特に、運転手の高齢化や人手不足といった社会的課題に対応するため、操作が容易で負担の少ないAT車の導入が推奨されています。
また、AT限定免許の取得者が増加していることも、AT車の需要を後押ししています。
技術的な進歩もAT車の普及を支えています。
従来、トラックにおけるATの導入が遅れていた主な理由は、トルクコンバーター式ATの「トルクロス」と呼ばれる動力伝達の損失が、重量物を運搬するトラックには不向きとされていたためです。
しかし、近年ではMT(マニュアルトランスミッション)をベースに自動変速機能を組み合わせた「セミオートマ」や「AMT(オートメーテッド・マニュアル・トランスミッション)」と呼ばれるシステムが開発・普及し、ATの利便性とMTの燃費効率を併せ持つトラックが増加しています。
具体的な普及率に関しては、車種や用途によって異なります。日本自動車工業会の調査によれば、2022年時点で運輸業界が保有する車両の34%がAT車であり、その割合は増加傾向にあります。
一方で、特に大型トラックでは約3割、中型トラックでは約7割がMT車であるとのデータもあり、車種や用途によってAT車の普及状況は異なります。
AT車の導入には多くのメリットがあります。例えば、クラッチ操作が不要なため、運転操作が簡素化され、ドライバーの負担軽減につながります。
また、誰が運転しても安定した燃料消費量でトラックを運行できるため、燃費の均一化が図れます。

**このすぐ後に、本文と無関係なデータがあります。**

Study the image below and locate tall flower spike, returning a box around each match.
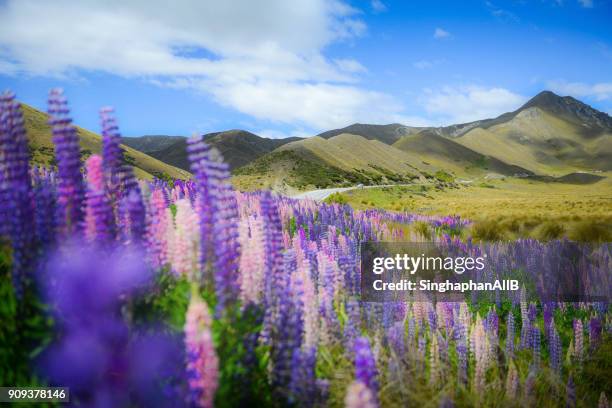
[0,91,35,296]
[185,291,219,408]
[84,155,116,244]
[100,107,123,187]
[353,337,379,397]
[48,88,85,234]
[187,136,240,312]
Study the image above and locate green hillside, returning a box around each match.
[22,103,190,180]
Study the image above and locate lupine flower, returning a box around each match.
[505,361,519,400]
[290,347,318,406]
[506,312,515,357]
[353,337,379,396]
[589,317,602,349]
[47,88,84,234]
[344,381,377,408]
[270,250,304,401]
[573,319,584,362]
[549,324,562,374]
[566,375,576,408]
[532,326,541,367]
[40,242,183,406]
[84,155,115,244]
[170,199,200,277]
[185,292,219,408]
[100,107,123,186]
[0,91,35,296]
[146,188,171,269]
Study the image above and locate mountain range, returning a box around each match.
[22,90,611,190]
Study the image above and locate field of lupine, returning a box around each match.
[1,89,611,407]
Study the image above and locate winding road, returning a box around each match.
[292,183,421,201]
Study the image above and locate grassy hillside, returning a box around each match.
[23,104,190,180]
[329,174,612,242]
[393,130,532,177]
[457,107,611,174]
[137,130,301,172]
[317,123,422,144]
[121,135,185,153]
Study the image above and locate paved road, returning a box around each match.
[292,183,419,201]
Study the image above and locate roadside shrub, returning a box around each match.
[568,221,612,243]
[325,192,348,205]
[470,220,505,242]
[533,221,565,241]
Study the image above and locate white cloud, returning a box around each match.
[578,0,593,7]
[548,80,612,100]
[433,28,451,39]
[334,58,367,73]
[422,86,526,123]
[0,0,411,131]
[371,0,387,13]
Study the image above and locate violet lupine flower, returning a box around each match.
[344,381,377,408]
[100,107,123,186]
[549,324,562,374]
[184,292,219,408]
[33,175,57,249]
[573,319,584,362]
[47,89,85,234]
[210,158,240,313]
[566,375,576,408]
[187,136,240,313]
[531,326,541,367]
[353,337,379,397]
[344,299,361,352]
[84,155,116,244]
[125,189,146,243]
[40,242,183,407]
[0,91,35,296]
[186,137,213,268]
[270,250,304,401]
[290,347,318,406]
[506,312,515,357]
[589,317,602,349]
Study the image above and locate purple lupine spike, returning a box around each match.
[33,175,57,249]
[260,190,285,342]
[354,337,379,397]
[100,107,123,186]
[543,303,553,338]
[186,136,214,271]
[566,375,576,408]
[290,347,318,406]
[344,299,361,352]
[209,155,240,313]
[187,136,240,313]
[531,326,541,367]
[47,89,84,234]
[506,312,515,357]
[0,91,36,296]
[549,324,562,374]
[125,189,146,243]
[387,322,405,358]
[270,250,304,401]
[589,317,602,349]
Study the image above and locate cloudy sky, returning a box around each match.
[0,0,611,137]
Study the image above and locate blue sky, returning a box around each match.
[0,0,611,138]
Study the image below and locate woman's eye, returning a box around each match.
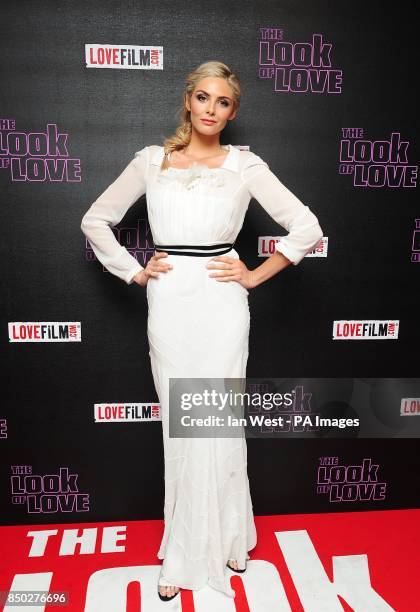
[196,94,229,106]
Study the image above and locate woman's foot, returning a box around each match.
[226,558,246,573]
[158,578,180,601]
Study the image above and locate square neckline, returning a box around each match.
[166,144,232,171]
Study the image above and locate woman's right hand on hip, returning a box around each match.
[133,251,173,286]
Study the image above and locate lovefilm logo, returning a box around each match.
[94,403,161,422]
[258,235,327,258]
[10,466,90,514]
[258,30,342,93]
[332,320,399,339]
[400,397,420,416]
[0,120,81,182]
[85,44,163,69]
[339,129,418,188]
[317,457,387,503]
[8,322,81,342]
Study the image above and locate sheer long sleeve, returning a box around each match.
[242,153,323,265]
[80,146,149,284]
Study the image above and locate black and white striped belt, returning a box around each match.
[153,243,234,257]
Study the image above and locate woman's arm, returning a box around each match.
[248,250,292,288]
[80,146,149,285]
[207,153,323,289]
[242,152,323,286]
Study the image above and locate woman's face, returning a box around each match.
[186,77,237,137]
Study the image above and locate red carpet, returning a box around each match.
[1,509,417,610]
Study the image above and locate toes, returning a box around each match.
[159,584,179,597]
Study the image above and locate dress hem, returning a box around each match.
[156,540,257,598]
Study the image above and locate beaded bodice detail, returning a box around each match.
[156,163,226,191]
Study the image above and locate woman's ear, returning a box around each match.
[185,93,191,112]
[228,107,237,121]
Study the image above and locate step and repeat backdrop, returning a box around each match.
[1,0,419,525]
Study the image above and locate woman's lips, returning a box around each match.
[201,119,216,125]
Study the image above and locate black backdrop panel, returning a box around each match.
[1,0,419,525]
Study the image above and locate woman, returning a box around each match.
[80,60,323,602]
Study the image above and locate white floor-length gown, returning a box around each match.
[81,143,323,599]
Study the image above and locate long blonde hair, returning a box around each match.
[160,60,241,171]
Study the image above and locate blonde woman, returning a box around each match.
[81,60,323,602]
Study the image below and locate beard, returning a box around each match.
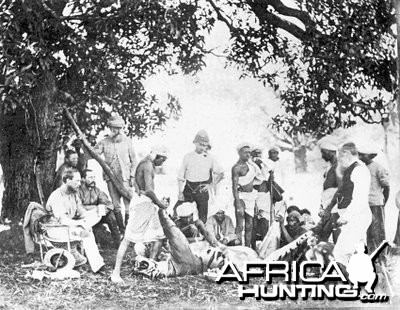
[87,181,96,187]
[67,184,78,193]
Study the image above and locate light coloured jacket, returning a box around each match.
[94,134,137,182]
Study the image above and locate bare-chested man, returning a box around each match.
[111,146,168,283]
[232,143,261,248]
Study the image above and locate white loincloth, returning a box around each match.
[125,194,165,243]
[239,190,258,217]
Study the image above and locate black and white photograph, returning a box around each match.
[0,0,400,309]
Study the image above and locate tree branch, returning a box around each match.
[262,0,312,27]
[247,0,307,40]
[206,0,239,34]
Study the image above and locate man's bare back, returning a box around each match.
[135,158,155,191]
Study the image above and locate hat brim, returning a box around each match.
[108,122,124,128]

さらに、AT限定免許を持つ人材の採用が可能となり、人手不足の解消にも寄与します。
しかし、AT車の導入には課題も存在します。例えば、AT車はMT車に比べて故障が多いとの指摘や、AT限定免許取得者が増えることで、MT車しかない現場での対応が難しくなるといった懸念があります。
また、AT車の普及に伴い、運転技術の低下や安全性への影響を指摘する声もあります。
今後、トラック業界におけるAT車の割合は引き続き増加すると予想されます。
これは、電気トラックや自動運転技術の進展とも関連しており、特に都市内配送や長距離運送において、AT車の需要が高まると考えられます。

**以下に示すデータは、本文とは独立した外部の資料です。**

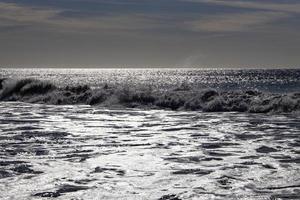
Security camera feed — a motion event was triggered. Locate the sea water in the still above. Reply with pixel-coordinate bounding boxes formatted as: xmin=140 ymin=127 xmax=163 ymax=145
xmin=0 ymin=68 xmax=299 ymax=200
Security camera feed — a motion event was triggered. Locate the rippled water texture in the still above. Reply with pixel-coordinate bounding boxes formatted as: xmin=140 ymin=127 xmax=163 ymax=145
xmin=0 ymin=102 xmax=299 ymax=199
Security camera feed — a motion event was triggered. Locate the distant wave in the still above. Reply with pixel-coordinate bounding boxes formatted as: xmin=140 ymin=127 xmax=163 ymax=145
xmin=0 ymin=78 xmax=299 ymax=114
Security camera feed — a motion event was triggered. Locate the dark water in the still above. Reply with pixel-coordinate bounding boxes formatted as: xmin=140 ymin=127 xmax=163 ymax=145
xmin=0 ymin=68 xmax=299 ymax=199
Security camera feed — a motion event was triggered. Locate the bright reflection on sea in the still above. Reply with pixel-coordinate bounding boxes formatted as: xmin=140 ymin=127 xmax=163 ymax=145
xmin=1 ymin=68 xmax=300 ymax=93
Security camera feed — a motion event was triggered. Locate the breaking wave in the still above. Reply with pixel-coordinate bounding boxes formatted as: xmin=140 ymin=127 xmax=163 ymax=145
xmin=0 ymin=78 xmax=299 ymax=114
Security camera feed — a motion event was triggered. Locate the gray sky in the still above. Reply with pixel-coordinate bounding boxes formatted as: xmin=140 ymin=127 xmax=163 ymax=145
xmin=0 ymin=0 xmax=299 ymax=68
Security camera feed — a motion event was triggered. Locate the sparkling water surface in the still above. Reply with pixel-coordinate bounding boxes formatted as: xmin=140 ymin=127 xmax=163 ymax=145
xmin=1 ymin=68 xmax=300 ymax=92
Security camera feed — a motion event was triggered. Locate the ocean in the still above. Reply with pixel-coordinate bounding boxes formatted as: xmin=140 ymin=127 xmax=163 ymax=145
xmin=0 ymin=68 xmax=299 ymax=200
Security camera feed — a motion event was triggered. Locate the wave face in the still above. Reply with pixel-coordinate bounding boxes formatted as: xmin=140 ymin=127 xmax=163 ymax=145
xmin=0 ymin=76 xmax=299 ymax=114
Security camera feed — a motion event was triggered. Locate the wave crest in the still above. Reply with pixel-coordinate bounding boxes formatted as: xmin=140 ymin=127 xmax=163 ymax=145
xmin=0 ymin=78 xmax=299 ymax=114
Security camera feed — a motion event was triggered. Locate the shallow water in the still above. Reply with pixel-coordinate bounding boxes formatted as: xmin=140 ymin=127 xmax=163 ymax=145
xmin=0 ymin=102 xmax=299 ymax=200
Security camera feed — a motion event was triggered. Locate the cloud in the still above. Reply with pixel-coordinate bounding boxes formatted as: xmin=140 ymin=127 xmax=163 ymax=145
xmin=179 ymin=0 xmax=299 ymax=33
xmin=0 ymin=2 xmax=60 ymax=24
xmin=0 ymin=2 xmax=165 ymax=34
xmin=184 ymin=0 xmax=300 ymax=13
xmin=184 ymin=11 xmax=290 ymax=32
xmin=0 ymin=1 xmax=297 ymax=35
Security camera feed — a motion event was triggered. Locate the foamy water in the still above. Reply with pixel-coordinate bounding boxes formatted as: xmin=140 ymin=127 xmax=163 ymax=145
xmin=0 ymin=102 xmax=299 ymax=200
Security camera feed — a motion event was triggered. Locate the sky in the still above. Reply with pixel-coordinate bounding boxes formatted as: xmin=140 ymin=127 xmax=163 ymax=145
xmin=0 ymin=0 xmax=299 ymax=68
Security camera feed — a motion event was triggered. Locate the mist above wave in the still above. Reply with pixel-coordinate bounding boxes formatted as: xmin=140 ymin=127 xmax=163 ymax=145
xmin=0 ymin=78 xmax=299 ymax=114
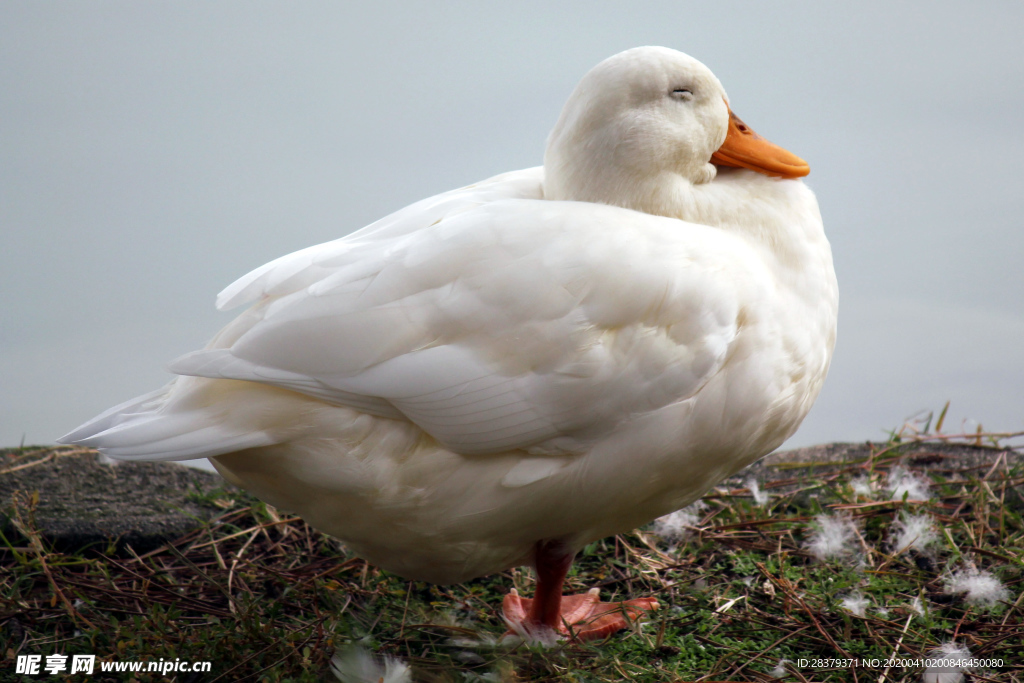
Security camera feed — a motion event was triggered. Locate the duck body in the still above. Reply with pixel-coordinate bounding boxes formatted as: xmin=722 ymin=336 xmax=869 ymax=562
xmin=63 ymin=47 xmax=836 ymax=634
xmin=67 ymin=165 xmax=834 ymax=583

一方で、特定の用途(山道や重い荷物の運搬)では、引き続きMT車が支持される可能性もあり、用途や地域、運送業務の性質によって、AT車とMT車の選択が続くと考えられます。
世界的な状況を見ると、欧米では日本に比べてATトラックの普及率が高い傾向にあります。
特に欧州では、ATやAMTの導入が進んでおり、安全性や燃費向上のために自動変速機が標準化されつつあります。
また、北米では大型トラックの多くがAT車に移行しています。
総じて、トラックのAT化は確実に進行しており、運転者のニーズや技術革新によって、今後もその割合は高まっていくと考えられます。
ただし、用途や地域、運送業務の性質によって、AT車とMT車の選択肢が共存する状況は続くでしょう。
以上、トラックのオートマの割合についてでした。
最後までお読みいただき、ありがとうございました。